Beide begrüßen das Vorhaben, in den sozial-ökologischen Wandel zu investieren. Die vorgesehenen Summen zur Finanzierung des europäischen Grünen Deals – insbesondere des „Fonds für den gerechten Übergang“ seien aber absehbar nicht ausreichend: Es seien größere Anstrengungen zur Sicherung von Beschäftigung und Innovation notwendig.

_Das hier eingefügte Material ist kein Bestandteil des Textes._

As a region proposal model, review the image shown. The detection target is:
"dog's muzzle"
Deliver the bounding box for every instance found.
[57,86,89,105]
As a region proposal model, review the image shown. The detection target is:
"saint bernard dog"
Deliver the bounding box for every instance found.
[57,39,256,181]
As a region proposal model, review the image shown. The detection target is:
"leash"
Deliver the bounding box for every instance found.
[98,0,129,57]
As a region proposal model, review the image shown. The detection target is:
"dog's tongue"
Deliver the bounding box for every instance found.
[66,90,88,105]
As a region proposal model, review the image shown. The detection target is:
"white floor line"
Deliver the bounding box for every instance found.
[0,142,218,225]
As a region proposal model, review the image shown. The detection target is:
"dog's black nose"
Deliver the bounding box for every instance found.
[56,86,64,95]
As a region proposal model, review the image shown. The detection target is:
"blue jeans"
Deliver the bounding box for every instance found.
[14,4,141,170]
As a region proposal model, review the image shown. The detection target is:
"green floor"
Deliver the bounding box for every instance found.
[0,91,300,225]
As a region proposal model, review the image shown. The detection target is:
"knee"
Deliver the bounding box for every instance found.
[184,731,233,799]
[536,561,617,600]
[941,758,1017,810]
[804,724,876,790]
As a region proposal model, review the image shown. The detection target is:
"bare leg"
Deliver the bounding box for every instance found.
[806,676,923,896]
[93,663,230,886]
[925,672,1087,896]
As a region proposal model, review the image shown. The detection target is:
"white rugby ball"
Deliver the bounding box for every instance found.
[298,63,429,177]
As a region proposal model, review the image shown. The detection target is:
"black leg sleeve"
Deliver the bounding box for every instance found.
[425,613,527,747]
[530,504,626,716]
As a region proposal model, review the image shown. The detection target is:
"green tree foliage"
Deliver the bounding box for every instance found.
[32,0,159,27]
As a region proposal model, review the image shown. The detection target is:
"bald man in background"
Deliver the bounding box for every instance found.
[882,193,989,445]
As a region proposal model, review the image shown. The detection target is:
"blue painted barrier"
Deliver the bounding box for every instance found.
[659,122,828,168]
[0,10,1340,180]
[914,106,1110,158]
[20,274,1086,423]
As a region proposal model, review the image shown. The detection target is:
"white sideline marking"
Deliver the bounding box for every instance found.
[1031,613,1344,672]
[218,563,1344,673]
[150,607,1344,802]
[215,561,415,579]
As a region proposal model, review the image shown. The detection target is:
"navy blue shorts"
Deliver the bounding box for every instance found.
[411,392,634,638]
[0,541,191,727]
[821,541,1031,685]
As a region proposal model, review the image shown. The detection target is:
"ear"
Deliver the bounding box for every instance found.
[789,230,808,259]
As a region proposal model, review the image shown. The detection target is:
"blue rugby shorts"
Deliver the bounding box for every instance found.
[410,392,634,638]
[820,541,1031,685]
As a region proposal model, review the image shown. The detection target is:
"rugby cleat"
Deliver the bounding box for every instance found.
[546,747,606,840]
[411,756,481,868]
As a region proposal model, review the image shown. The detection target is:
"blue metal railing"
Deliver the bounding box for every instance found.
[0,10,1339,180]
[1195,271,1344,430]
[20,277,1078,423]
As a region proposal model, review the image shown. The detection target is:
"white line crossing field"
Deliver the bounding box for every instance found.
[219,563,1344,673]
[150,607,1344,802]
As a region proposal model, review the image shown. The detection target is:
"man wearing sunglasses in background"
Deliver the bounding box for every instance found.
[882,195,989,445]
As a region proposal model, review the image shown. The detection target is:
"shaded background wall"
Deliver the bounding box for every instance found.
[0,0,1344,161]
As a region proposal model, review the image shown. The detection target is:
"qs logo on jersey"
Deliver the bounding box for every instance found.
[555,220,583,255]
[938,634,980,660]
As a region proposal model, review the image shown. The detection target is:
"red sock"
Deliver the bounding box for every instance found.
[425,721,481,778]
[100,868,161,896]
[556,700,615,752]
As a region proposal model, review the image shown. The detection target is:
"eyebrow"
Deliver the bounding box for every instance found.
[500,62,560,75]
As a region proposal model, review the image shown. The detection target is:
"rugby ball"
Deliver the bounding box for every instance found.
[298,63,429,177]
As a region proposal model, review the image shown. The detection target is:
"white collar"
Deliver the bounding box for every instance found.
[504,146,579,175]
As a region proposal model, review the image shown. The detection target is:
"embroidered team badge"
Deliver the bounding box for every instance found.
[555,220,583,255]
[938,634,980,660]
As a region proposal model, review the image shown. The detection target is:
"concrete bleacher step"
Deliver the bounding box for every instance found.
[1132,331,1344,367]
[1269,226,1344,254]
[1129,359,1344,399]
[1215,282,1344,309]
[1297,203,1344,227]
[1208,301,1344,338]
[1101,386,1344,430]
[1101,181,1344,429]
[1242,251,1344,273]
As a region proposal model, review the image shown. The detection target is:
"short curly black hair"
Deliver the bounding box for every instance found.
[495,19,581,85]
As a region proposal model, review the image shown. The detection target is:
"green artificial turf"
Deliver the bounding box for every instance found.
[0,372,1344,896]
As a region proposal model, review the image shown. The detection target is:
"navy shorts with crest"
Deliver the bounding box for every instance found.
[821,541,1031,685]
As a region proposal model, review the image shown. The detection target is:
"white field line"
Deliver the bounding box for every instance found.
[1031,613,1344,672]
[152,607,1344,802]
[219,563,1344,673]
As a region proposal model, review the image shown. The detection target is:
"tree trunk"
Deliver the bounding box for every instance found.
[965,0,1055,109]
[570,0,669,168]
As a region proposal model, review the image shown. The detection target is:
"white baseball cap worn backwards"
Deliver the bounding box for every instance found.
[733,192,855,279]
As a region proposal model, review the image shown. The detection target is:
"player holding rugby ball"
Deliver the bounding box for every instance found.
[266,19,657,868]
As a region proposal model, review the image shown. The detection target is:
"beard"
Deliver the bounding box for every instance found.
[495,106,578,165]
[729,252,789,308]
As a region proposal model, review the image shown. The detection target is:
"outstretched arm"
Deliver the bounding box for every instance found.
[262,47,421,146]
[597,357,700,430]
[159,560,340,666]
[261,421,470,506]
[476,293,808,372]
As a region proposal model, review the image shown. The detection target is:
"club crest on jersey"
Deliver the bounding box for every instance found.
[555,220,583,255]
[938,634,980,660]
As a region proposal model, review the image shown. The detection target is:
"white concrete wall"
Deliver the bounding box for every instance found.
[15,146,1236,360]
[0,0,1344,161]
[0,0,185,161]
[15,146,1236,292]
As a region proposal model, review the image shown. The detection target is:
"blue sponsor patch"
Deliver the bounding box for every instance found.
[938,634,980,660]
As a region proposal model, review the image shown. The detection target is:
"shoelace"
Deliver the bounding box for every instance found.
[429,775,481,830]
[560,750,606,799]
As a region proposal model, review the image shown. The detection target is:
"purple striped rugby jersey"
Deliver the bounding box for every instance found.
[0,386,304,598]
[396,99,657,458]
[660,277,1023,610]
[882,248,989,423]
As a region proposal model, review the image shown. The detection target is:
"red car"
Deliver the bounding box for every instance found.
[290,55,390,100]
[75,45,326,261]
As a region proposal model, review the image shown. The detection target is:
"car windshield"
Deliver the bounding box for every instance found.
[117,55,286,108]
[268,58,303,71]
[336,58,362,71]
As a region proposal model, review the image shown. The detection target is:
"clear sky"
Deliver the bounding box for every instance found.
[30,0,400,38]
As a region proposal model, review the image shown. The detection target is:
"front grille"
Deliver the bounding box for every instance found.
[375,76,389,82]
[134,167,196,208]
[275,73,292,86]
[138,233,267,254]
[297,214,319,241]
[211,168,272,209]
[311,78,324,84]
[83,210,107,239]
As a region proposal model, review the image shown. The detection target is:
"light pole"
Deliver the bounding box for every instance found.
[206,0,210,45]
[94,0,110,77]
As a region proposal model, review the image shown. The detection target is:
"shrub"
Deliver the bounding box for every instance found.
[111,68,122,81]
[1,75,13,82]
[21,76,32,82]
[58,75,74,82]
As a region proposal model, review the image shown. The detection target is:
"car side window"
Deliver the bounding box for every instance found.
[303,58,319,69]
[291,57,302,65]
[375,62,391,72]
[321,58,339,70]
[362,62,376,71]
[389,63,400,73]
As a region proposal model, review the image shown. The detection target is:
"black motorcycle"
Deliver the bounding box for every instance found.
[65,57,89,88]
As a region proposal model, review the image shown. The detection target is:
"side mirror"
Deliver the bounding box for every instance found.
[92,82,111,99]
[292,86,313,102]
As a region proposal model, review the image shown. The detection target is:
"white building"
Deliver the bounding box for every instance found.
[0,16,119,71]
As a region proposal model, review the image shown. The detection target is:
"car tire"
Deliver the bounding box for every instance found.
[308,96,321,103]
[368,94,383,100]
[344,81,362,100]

„Klimaschutz darf nicht zum Preis der De-Industrialisierung geschehen. Um unsere Industrie fit für die Zukunft machen, brauchen wir massive Investitionen zum Beispiel in sauberen Stahl, in Wasserstoff und in Forschung und Innovation. Deshalb ist der Übergangsfonds der EU-Kommission das richtige Signal, es kommt jetzt aber auf eine kraftvolle Ausgestaltung und schnelle Umsetzung an. Und da setzen die vorgelegten Zahlen ein dickes Fragezeichen, zumal unklar bleibt, wer wie profitieren kann“, erklärt Wirtschaftsministerin Anke Rehlinger.

Mit Blick auf die finanzielle Ausstattung reagiert Finanz- und Europaminister Peter Strobel skeptisch: „Ambitionierte Ziele müssen mit einer entsprechenden Finanzierung unterlegt werden. Im Fokus dabei muss eine nachhaltige Beteiligung an der Umstrukturierung der Industrie selbst und der Förderung von Innovation stehen. Eine reine De-Industrialisierung ist kein tragfähiges Konzept. Dies gilt umso mehr für ein Land mit leistungsfähiger Industrie wie dem Saarland. Die Höhe des ‚Fonds für den gerechten Übergang‘ von 7,5 Mrd. Euro ist nicht ansatzweise ausreichend um Wirkung zu entfalten. Deshalb erwarte ich von der Bundesregierung, dass sie sich gemeinsam mit den Ländern mit Nachdruck für eine bessere Finanzierung durch die EU einsetzt. Parallel müssen wir über zusätzliche nationale Finanzmittel reden.“

Am 14. Januar 2020 hat die Kommission eine Vielzahl von Vorschlägen veröffentlicht, mit denen die Herausforderungen des ökologischen Wandels besser bewältigt werden sollen. Die Finanzierung sämtlicher Regionen will die Kommission mittels eines Investitionsplans für den europäischen Grünen Deal (IPEGD), der über die kommenden 10 Jahre die vielbesprochene eine Billion Euro mobilisieren will. Mittels eines Mechanismus für den gerechten Übergang sollen lediglich gezielte Unterstützung zur Mobilisierung von mindestens 100 Mrd. EUR im Zeitraum 2021-2027 in den am stärksten betroffenen Regionen, um die sozioökonomischen Auswirkungen des Übergangs abzufedern.

Mit dem Mechanismus würden Investitionen ermöglicht, um Arbeitnehmern und Gemeinschaften zu helfen, die von Arbeitsplätzen im Zusammenhang mit fossilen Brennstoffen oder treibhausgasintensiven Industrien abhängig sind. Der Mechanismus soll insbesondere mittels eines Fonds für den gerechten Übergang in Höhe von 7,5 Mrd. EUR, eines Sonderprogramms im Rahmen von „InvestEU“ für Kredite in Höhe von 45 Mrd. EUR sowie mittels einer Darlehensfaszilität für den öffentlichen Sektor der Europäischen Investitionsbank zur Mobilisierung weiterer 30 Mrd. EUR funktionieren.